The Pelješac bridge is finished and opened. Croatian land is now connected and there is no need to go through Bosnia and Herzegovina to reach the extreme south of the country.
Because the Croatian mainland is intersected by a small strip of the coast around the town of Neum which is part of Bosnia and Herzegovina, forming Bosnia and Herzegovina’s only outlet to the sea, the physical connection of the southernmost part of Dalmatia with the rest of Croatia is limited to Croatian territorial waters.
In 1996, Bosnia and Herzegovina and Croatia signed the Neum Agreement in which Croatia was granted unobstructed passage through Neum, but the agreement was never ratified. All traffic passing through the Neum corridor has to undergo border checks on goods and persons. Therefore, people traveling from the Dubrovnik exclave to mainland Croatia must pass through two border checks in a space of 9 kilometers.
The idea of building a bridge was first announced in 1997 by the prefect of Dubrovnik-Neretva county, Ivan Šprlje. The bridge was added to the spatial plan of the county in 2000, and then in 2005 and 2007, the construction work was officially opened, with three percent of the original project completed by 2010, with HRK 246 million spent and only HRK 71 million achieved through construction.

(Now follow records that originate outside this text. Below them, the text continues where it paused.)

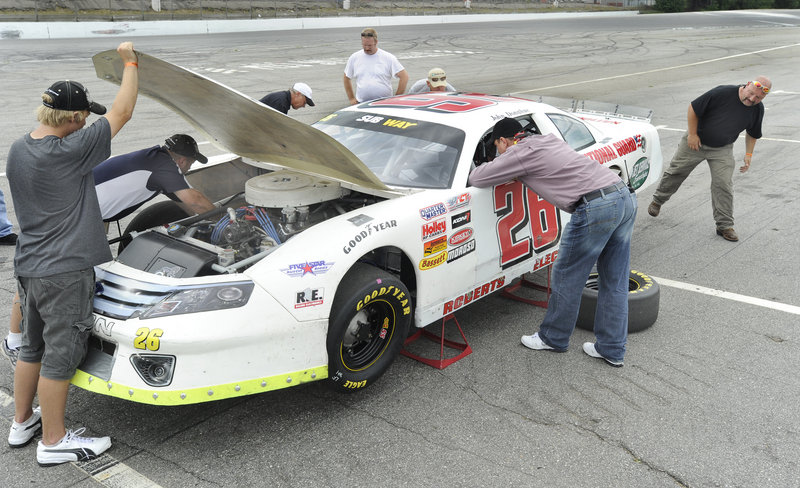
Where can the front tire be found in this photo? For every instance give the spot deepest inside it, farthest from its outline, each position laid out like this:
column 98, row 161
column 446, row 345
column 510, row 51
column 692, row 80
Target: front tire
column 643, row 300
column 369, row 322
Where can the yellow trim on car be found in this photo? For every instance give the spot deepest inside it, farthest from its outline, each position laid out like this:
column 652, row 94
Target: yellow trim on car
column 197, row 395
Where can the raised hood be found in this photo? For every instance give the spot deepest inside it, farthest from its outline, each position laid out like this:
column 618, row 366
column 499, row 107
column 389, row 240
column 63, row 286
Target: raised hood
column 236, row 123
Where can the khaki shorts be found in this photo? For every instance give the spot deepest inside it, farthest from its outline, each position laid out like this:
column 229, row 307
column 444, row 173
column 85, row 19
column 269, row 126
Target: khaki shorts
column 56, row 321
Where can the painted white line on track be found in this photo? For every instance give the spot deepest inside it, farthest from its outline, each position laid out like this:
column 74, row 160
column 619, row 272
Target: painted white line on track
column 783, row 307
column 105, row 469
column 774, row 139
column 680, row 66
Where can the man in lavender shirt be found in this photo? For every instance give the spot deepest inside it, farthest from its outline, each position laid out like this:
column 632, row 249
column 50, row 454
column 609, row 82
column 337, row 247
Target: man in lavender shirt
column 603, row 210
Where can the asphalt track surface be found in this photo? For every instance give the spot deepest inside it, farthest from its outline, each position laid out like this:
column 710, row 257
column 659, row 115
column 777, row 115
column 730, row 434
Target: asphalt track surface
column 708, row 396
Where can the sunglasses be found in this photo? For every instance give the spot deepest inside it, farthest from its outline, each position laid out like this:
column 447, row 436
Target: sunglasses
column 758, row 84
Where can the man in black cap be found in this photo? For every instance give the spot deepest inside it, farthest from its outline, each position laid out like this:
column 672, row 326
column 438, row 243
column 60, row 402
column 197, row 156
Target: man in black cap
column 61, row 239
column 298, row 96
column 125, row 182
column 603, row 211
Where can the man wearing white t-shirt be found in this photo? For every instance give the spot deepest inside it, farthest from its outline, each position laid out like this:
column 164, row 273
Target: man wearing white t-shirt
column 373, row 70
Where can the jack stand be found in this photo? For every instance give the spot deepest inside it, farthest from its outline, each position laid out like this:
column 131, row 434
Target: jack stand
column 508, row 291
column 440, row 363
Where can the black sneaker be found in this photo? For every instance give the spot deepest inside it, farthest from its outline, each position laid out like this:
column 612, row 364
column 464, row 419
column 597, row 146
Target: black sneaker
column 8, row 240
column 72, row 448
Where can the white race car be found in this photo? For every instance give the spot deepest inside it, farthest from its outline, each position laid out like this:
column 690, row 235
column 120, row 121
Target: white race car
column 330, row 240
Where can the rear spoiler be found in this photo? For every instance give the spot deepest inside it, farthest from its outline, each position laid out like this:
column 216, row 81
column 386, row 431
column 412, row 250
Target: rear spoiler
column 603, row 109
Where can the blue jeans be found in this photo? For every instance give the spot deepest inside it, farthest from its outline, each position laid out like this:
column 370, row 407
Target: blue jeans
column 598, row 232
column 5, row 225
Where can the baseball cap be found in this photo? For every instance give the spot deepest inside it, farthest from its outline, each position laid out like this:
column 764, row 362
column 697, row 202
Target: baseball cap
column 305, row 90
column 440, row 76
column 185, row 146
column 506, row 127
column 71, row 95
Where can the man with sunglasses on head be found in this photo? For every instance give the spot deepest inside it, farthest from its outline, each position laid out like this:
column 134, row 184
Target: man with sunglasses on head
column 436, row 81
column 603, row 210
column 716, row 118
column 373, row 69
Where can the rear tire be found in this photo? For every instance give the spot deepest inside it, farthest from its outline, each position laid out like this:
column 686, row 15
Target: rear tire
column 368, row 325
column 643, row 300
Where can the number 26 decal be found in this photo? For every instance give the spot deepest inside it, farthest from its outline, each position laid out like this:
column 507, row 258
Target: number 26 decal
column 148, row 339
column 526, row 223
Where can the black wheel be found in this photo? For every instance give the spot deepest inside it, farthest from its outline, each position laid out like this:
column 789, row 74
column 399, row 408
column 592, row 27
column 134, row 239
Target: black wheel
column 369, row 322
column 160, row 213
column 643, row 298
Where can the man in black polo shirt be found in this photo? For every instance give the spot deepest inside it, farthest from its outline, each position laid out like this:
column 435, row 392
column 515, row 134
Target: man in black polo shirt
column 716, row 118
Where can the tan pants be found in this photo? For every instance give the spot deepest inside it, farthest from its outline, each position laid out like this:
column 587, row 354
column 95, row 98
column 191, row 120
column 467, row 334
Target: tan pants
column 720, row 162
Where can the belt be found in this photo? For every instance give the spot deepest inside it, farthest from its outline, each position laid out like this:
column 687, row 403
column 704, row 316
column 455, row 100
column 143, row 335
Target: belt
column 602, row 192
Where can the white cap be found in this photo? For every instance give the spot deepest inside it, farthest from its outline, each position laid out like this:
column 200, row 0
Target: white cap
column 305, row 90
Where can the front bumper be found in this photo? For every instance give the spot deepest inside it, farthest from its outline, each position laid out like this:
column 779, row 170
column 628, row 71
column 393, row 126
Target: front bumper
column 251, row 348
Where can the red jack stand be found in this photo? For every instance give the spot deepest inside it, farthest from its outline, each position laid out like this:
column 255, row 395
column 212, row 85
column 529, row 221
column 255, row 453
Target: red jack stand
column 440, row 363
column 508, row 291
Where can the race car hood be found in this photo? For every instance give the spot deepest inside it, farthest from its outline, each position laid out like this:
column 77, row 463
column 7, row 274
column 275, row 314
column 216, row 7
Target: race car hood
column 236, row 123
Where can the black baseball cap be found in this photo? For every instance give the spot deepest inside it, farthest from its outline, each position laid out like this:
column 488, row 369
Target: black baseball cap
column 185, row 146
column 506, row 127
column 71, row 95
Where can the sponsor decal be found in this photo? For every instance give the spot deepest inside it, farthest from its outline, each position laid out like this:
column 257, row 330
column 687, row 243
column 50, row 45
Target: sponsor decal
column 432, row 262
column 359, row 219
column 301, row 269
column 102, row 326
column 309, row 297
column 460, row 251
column 460, row 236
column 545, row 261
column 639, row 172
column 602, row 155
column 396, row 123
column 458, row 201
column 367, row 231
column 434, row 229
column 482, row 290
column 386, row 290
column 463, row 218
column 641, row 142
column 434, row 246
column 433, row 211
column 625, row 146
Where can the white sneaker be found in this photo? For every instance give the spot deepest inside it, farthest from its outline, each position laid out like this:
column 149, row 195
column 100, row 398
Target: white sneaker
column 72, row 448
column 21, row 434
column 535, row 342
column 588, row 348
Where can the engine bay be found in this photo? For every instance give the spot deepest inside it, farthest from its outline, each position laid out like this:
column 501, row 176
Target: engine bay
column 250, row 225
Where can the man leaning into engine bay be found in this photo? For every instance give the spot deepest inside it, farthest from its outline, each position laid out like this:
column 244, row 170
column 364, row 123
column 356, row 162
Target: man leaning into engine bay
column 125, row 182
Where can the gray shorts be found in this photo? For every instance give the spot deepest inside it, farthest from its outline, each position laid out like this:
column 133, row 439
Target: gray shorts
column 56, row 321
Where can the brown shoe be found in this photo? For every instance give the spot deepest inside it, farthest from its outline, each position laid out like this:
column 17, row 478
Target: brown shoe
column 728, row 234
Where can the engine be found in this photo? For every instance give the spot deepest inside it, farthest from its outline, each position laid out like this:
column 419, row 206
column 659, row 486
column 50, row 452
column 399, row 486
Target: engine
column 276, row 207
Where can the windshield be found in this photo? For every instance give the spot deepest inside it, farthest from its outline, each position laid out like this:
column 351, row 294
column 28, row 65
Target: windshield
column 401, row 152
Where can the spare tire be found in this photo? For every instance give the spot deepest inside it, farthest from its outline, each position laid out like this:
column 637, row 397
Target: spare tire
column 643, row 299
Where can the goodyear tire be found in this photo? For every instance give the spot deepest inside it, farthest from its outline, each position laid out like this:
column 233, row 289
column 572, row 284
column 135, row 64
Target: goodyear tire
column 643, row 298
column 369, row 322
column 160, row 213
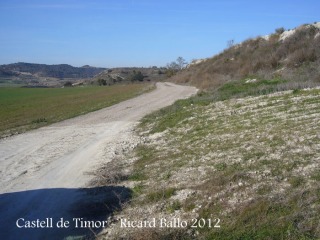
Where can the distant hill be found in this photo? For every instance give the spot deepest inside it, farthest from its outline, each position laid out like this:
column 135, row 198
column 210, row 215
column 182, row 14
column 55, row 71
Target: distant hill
column 60, row 71
column 123, row 75
column 31, row 74
column 290, row 57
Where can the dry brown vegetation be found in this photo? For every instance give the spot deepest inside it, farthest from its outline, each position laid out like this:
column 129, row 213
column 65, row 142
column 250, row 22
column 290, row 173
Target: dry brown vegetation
column 295, row 59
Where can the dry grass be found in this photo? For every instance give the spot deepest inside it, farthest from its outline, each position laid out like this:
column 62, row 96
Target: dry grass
column 295, row 59
column 252, row 162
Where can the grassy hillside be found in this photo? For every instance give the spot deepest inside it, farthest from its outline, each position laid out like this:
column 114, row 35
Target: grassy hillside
column 292, row 56
column 253, row 163
column 28, row 108
column 241, row 157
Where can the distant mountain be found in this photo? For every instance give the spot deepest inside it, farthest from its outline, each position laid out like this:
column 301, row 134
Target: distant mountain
column 60, row 71
column 290, row 57
column 133, row 74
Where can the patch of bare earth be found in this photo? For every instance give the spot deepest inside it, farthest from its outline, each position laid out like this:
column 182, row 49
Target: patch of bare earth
column 253, row 163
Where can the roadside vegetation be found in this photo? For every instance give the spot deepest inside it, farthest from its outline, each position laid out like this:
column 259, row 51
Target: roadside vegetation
column 28, row 108
column 292, row 55
column 252, row 162
column 244, row 151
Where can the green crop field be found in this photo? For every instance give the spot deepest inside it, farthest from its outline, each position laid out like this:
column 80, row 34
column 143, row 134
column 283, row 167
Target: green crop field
column 22, row 109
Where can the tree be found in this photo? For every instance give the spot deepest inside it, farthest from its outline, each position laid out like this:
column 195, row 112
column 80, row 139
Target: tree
column 137, row 76
column 230, row 43
column 102, row 82
column 181, row 62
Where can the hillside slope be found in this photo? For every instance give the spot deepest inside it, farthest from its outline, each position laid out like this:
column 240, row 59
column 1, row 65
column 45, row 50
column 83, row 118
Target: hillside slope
column 44, row 75
column 292, row 56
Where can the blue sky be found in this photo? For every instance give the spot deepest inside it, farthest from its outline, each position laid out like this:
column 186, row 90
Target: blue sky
column 118, row 33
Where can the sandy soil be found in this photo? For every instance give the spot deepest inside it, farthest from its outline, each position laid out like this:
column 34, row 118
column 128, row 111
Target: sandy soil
column 44, row 172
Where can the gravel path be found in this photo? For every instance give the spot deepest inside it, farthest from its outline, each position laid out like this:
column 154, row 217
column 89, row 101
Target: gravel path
column 42, row 171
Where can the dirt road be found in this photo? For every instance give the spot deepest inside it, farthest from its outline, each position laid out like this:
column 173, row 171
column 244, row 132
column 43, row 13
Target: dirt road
column 43, row 172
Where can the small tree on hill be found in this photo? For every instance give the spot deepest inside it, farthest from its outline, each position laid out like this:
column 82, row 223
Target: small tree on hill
column 102, row 82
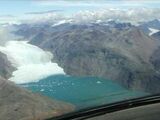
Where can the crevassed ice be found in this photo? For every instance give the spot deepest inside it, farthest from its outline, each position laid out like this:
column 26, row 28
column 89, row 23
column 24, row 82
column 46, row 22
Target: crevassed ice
column 32, row 63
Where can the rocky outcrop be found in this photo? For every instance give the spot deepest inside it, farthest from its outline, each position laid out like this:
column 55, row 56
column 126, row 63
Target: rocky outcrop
column 6, row 68
column 120, row 53
column 19, row 104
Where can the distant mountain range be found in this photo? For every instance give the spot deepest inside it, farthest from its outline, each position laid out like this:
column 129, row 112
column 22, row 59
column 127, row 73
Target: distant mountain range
column 113, row 50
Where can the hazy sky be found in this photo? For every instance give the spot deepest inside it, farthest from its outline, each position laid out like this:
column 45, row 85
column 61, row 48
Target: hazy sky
column 18, row 7
column 12, row 9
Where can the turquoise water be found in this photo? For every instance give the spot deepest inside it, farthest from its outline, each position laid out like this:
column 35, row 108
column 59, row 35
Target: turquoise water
column 82, row 91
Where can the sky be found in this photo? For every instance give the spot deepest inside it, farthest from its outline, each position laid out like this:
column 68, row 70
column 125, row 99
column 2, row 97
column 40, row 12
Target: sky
column 18, row 9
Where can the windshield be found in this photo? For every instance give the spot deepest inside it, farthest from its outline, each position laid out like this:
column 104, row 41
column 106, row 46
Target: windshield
column 62, row 56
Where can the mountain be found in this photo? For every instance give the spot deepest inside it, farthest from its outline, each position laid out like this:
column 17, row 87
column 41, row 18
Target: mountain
column 116, row 51
column 6, row 68
column 20, row 104
column 156, row 35
column 147, row 27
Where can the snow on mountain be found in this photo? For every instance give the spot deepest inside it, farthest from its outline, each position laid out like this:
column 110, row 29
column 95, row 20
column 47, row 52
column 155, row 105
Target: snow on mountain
column 153, row 31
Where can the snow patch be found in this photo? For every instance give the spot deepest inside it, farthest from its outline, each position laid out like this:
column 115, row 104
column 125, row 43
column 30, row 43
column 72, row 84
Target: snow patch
column 153, row 31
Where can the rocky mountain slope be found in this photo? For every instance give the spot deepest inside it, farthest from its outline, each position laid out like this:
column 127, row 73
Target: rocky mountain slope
column 6, row 68
column 119, row 52
column 19, row 104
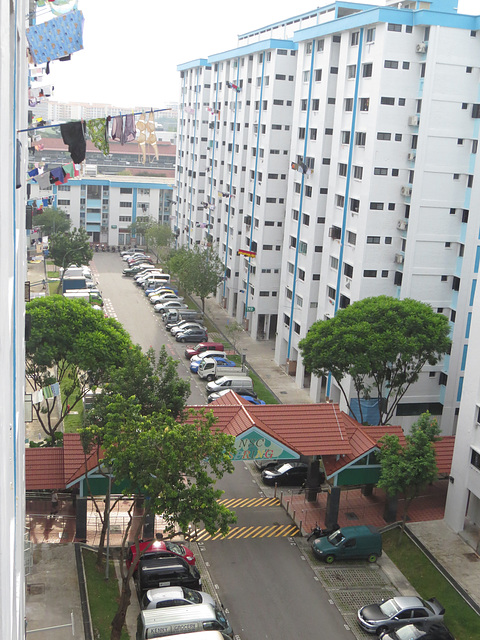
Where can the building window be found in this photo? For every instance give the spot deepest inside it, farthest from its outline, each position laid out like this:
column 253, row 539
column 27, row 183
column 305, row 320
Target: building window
column 367, row 70
column 357, row 172
column 360, row 138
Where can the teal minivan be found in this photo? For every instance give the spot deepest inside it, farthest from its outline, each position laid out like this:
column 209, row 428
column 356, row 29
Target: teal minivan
column 349, row 543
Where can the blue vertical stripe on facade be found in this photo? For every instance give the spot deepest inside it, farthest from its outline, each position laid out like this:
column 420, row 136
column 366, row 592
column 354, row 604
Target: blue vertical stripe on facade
column 259, row 124
column 300, row 208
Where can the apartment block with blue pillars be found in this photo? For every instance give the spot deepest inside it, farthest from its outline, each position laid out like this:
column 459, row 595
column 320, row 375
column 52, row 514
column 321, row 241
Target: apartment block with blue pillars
column 389, row 123
column 106, row 206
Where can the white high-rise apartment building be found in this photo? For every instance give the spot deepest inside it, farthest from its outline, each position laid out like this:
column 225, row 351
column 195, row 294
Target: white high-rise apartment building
column 347, row 163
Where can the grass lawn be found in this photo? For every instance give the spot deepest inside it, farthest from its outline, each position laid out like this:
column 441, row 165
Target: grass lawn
column 462, row 621
column 102, row 597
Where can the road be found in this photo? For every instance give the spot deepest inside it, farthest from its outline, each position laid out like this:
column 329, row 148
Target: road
column 263, row 580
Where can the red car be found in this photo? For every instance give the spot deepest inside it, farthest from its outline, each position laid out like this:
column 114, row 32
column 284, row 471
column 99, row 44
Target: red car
column 151, row 548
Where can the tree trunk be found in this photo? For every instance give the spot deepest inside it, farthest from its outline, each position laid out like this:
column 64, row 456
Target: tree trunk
column 119, row 618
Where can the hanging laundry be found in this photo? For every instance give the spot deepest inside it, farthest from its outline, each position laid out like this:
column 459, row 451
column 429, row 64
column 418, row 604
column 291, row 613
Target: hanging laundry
column 73, row 134
column 56, row 38
column 97, row 130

Croatia acceded to the European Union in 2013, which opens the possibility for it to co-finance the construction; in 2015, Croatia was granted EUR 330 million from Union funds to finance 85% of construction costs. The tender announced in 2017 was won in April 2018 by the Chinese company China Road and Bridge Corporation with an offer of HRK 2 billion and a construction period of 36 months.
The bridge is 2404 meters long.
The grand opening was on the 26th of June.
The first to cross the bridge was the Nevera, an electric sports car produced by the Croatian manufacturer Rimac Automobili.